Ballack wird Chelsea-Held: Die Ruhe im Sturm
Michael Ballack macht die englische Meisterschaft wieder spannend. Der Kapitän des deutschen Nationalteams erzielt beide Tore beim 2:1-Sieg des FC Chelsea gegen Manchester United.
LONDON taz Englische Fußballplätze lassen urwüchsigen Emotionen mehr Bewegungsfreiheit als die normale Welt - deswegen liebt sie ihn so, den englischen Fußball. Manchmal aber wird der Tumult so gewaltig, dass ihn die weißen Linien des Spielfelds nicht mehr eindämmen können, dann weitet sich die Kampfzone aus. Arsenals Spieler waren nach dem 1:2 im Old Trafford vor vier Jahren so außer sich, dass sie United-Trainer Sir Alex Ferguson mit Pizza und Erbsensuppe bewarfen.
Am Samstag waren die Red Devils die Unterlegenen beim FC Chelsea. 2:1 für die Londoner hieß es am Ende eines Spitzenduells, das einzigartig intensiv war. United, noch vor einer Woche der sichere Meister, büßte seinen Drei-Punkte-Vorsprung ein und führt nun nur noch dank der besseren Tordifferenz vor den Blauen.
Die Wut über diesen Rückschlag verwandelte die Könner in Rohlinge. Pizza oder Erbensuppe hatten sie nicht zur Hand, also schlug Rio Ferdinand mit Fäusten und Füßen gegen die Wände des Spielertunnels. Der Kapitän der englischen Nationalmannschaft erwischte dabei aus Versehen eine der Chelsea-Hostessen am Schienbein. Die Frau kam unverletzt davon. Ferdinand schickte später einen Blumenstrauß.

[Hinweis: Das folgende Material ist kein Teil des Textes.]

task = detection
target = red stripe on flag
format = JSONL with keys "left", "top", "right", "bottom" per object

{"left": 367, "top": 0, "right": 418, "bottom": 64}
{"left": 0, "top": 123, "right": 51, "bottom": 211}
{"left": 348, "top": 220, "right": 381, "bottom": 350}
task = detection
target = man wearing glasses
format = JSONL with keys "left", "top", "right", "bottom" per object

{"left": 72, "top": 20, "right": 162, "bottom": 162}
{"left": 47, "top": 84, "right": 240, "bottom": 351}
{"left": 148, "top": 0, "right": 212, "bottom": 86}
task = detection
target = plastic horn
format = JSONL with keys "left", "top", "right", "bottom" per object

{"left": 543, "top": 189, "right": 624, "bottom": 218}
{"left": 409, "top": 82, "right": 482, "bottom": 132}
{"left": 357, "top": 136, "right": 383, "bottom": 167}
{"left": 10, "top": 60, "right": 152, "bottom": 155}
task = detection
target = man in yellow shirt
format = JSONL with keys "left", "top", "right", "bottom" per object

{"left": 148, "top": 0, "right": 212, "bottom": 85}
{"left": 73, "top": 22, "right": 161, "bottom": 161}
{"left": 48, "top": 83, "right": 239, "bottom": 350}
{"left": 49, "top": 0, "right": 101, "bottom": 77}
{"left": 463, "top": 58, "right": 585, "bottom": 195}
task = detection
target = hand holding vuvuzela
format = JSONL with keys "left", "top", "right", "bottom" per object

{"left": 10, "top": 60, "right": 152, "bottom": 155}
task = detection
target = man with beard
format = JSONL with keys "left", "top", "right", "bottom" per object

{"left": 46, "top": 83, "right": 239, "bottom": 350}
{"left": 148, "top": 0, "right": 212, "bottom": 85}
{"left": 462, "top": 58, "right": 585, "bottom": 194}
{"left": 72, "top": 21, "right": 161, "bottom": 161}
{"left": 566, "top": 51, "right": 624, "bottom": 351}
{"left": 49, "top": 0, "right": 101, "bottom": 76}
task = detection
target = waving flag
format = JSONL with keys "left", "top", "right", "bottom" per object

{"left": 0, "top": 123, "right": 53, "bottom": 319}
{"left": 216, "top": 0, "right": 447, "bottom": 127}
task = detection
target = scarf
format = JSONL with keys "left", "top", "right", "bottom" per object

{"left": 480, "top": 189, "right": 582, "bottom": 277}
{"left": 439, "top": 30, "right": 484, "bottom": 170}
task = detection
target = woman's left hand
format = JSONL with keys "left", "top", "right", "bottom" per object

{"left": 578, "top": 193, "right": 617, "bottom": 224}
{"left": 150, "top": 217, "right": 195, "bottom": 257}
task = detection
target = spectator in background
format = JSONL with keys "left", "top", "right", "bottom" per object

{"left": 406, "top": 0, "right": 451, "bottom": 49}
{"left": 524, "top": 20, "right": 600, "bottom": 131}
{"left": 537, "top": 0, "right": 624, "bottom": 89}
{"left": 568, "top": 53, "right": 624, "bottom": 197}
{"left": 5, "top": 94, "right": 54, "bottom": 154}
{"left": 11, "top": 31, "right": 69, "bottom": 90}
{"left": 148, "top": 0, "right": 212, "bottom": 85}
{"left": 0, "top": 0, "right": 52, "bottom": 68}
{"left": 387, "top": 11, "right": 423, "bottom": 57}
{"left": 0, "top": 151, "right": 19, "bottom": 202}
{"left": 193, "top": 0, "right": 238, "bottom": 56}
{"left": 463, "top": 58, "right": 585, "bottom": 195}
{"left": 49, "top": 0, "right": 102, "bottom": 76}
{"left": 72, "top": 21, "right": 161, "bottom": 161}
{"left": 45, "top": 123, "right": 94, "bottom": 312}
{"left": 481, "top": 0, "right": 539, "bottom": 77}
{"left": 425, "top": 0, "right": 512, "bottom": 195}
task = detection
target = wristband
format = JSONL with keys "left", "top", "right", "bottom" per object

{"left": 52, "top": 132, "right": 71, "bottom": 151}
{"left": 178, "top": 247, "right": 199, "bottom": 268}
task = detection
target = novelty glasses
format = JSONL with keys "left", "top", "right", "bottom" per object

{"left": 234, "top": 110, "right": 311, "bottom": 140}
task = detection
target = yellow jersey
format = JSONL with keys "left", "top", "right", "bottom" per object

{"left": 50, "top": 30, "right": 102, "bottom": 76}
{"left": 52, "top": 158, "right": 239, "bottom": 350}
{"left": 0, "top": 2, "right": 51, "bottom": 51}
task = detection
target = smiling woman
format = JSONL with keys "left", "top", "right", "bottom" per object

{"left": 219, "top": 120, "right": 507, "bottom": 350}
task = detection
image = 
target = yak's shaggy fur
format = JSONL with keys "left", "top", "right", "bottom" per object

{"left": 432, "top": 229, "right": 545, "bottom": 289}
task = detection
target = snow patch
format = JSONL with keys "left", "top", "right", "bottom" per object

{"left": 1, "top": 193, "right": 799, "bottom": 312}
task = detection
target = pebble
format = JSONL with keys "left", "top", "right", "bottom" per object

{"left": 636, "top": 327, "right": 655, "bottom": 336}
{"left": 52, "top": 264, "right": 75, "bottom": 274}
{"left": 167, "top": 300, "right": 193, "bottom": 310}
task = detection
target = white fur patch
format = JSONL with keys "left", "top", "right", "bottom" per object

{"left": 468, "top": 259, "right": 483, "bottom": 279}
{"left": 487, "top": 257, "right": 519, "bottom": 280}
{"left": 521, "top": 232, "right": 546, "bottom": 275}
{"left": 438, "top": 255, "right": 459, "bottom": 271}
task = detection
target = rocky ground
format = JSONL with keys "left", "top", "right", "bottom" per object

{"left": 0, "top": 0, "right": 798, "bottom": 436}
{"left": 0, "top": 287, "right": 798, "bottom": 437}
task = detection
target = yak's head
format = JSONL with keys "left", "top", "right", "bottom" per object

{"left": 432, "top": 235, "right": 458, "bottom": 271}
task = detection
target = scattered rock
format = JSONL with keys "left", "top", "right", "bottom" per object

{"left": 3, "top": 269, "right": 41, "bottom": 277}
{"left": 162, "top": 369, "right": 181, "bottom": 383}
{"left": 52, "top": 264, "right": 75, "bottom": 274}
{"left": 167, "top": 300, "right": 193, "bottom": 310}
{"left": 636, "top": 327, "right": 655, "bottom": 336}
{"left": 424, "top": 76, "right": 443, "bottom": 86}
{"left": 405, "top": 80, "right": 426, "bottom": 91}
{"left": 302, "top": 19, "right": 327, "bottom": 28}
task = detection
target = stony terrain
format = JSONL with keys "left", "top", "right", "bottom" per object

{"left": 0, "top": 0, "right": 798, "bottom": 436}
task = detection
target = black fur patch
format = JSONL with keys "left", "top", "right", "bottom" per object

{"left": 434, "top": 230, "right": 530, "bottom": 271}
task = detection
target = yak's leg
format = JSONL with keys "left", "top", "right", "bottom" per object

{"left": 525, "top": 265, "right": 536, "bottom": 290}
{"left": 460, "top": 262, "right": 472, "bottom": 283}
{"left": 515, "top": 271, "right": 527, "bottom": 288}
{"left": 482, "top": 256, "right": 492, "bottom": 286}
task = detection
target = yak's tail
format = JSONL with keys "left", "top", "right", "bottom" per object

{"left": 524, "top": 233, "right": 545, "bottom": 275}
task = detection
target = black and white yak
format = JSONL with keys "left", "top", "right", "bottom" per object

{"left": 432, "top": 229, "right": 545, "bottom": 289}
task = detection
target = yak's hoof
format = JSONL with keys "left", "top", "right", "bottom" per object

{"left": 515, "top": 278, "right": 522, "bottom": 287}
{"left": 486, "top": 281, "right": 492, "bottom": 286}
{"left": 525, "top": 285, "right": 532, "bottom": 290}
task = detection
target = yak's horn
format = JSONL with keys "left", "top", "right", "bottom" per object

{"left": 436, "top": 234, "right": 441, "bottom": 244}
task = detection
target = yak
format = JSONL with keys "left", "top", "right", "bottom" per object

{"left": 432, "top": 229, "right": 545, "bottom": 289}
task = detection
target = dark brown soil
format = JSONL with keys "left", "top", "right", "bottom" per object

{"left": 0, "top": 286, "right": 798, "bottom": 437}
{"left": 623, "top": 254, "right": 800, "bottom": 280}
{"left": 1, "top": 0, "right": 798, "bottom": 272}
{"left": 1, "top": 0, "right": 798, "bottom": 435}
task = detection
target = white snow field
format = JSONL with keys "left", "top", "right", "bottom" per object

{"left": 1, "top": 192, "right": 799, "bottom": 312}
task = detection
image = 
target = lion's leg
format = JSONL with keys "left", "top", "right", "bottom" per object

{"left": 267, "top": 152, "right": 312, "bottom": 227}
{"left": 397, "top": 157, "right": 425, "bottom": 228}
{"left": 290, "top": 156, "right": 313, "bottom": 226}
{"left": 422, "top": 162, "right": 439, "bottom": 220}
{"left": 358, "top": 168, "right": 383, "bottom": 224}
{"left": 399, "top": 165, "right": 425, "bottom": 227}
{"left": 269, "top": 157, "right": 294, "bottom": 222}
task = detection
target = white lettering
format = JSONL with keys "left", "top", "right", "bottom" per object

Und als Uniteds Reservisten eine kleine Trainingseinheit genau auf dem vom großen Kampf besonders ramponierten Teil des Platzes abhielten und sich wenig um die Wünsche von Chelseas Rasenpfleger scherten, kam es gar zu einer Massenkeilerei. Verteidiger Patrice Evra erlitt eine Platzwunde an der Stirn.
Eine gute Stunde später waren die Blutspuren im Kabinengang wieder beseitigt, nur ein kleiner Fetzen Grün lag noch als Souvenir des Wahnsinns am Boden. Genau über ihm stand Michael Ballack im weißen Trainingsanzug und hielt Hof. Die Journalisten feierten ihn nach seinen zwei Toren (45. und 86.) als Mann des Tages - und sie waren dankbar, dass sie keinen Hitzkopf vor sich hatten, sondern einen Strategen. "Ein Elfmeter. Ein Deutscher. Eine Formalität", dichtete die News of the World schwer beeindruckt von Ballacks Nervenstärke beim Strafstoß kurz vor Spielende; Uniteds Michael Carrick hatte den Ball unglücklich an die Hand bekommen.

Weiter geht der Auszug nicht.